We live in a remarkable world where the internet allows us to connect with hundreds of thousands of people. And I have been lucky enough in my life to meet a wide variety of people with some great thoughts and fascinatingly disparate viewpoints. It didn’t surprise me at all to find that these were being loudly broadcasted, but it did make me feel strongly like also airing my views (of which I have many, not all organised yet).
Firstly, I don’t think there is any question that what happened at Charlie Hebdo is a tragedy. The ability of one human to destroy another will never cease to horrify me. Loss of life is always a terrible thing.
Secondly, the hashtag #jesuischarlie is trending across the world and huge events are emerging, not only in solidarity with the French people, but in the name of freedom of expression and protecting it.

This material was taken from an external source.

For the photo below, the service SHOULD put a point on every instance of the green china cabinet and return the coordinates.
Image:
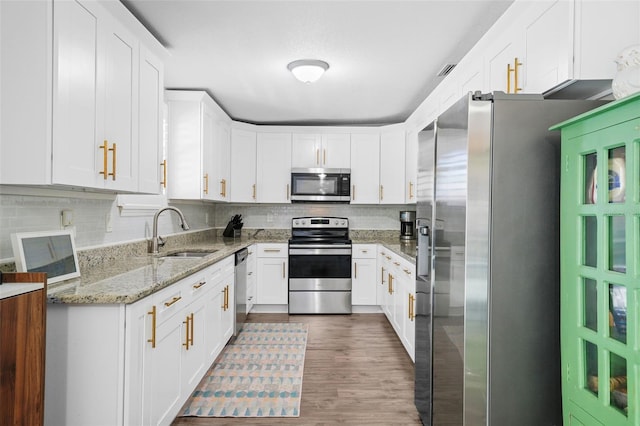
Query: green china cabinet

Thirdly, I don’t think there is any question that some of the art featured in Charlie Hebdo over the years has been in slightly (and sometimes incredibly) poor taste. I am a great fan of satire as a way to explore the flaws in society and create something entertaining which forces people to take a good look at their own views – but it can be overdone, or simply done in a way which is ultimately offensive and not intelligent.
Now, put these three things together, and you get the explosion of arguments which I have seen across my Facebook feed all day. I honestly didn’t know much about Charlie Hebdo, but a few hours of research has brought me to the following final conclusion:
Freedom of expression is important, and it’s appropriate that it was the French writer Voltaire who came out with the famous quote “I do not agree with what you have to say, but I’ll defend to the death your right to say it”. However, Charlie Hebdo did venture worryingly close to pure racism, and that isn’t something to applaud. The key thought here though, is that people using the hashtag #jesuischarlie aren’t applauding Charlie Hebdo. This isn’t a choice to support a racist publication. This is a statement of sadness at an unconscionable act of violence, and a statement in support of freedom of expression. Suggesting that people don’t use that hashtag isn’t valuable, it’s just an excuse to start an fight. Awareness rarely comes from confrontation on the internet.
This has all been a bit of a jumble, but I think the main point is clear. After what I’ve seen and read today, I’m not a Charlie Hebdo fan. But that doesn’t mean je ne suis pas Charlie. It just means #jesuischarlie and je suis ready to fight violence, hate crime, and limiting freedom of expression, as well as being ready to question a racist publication. That is what je suis.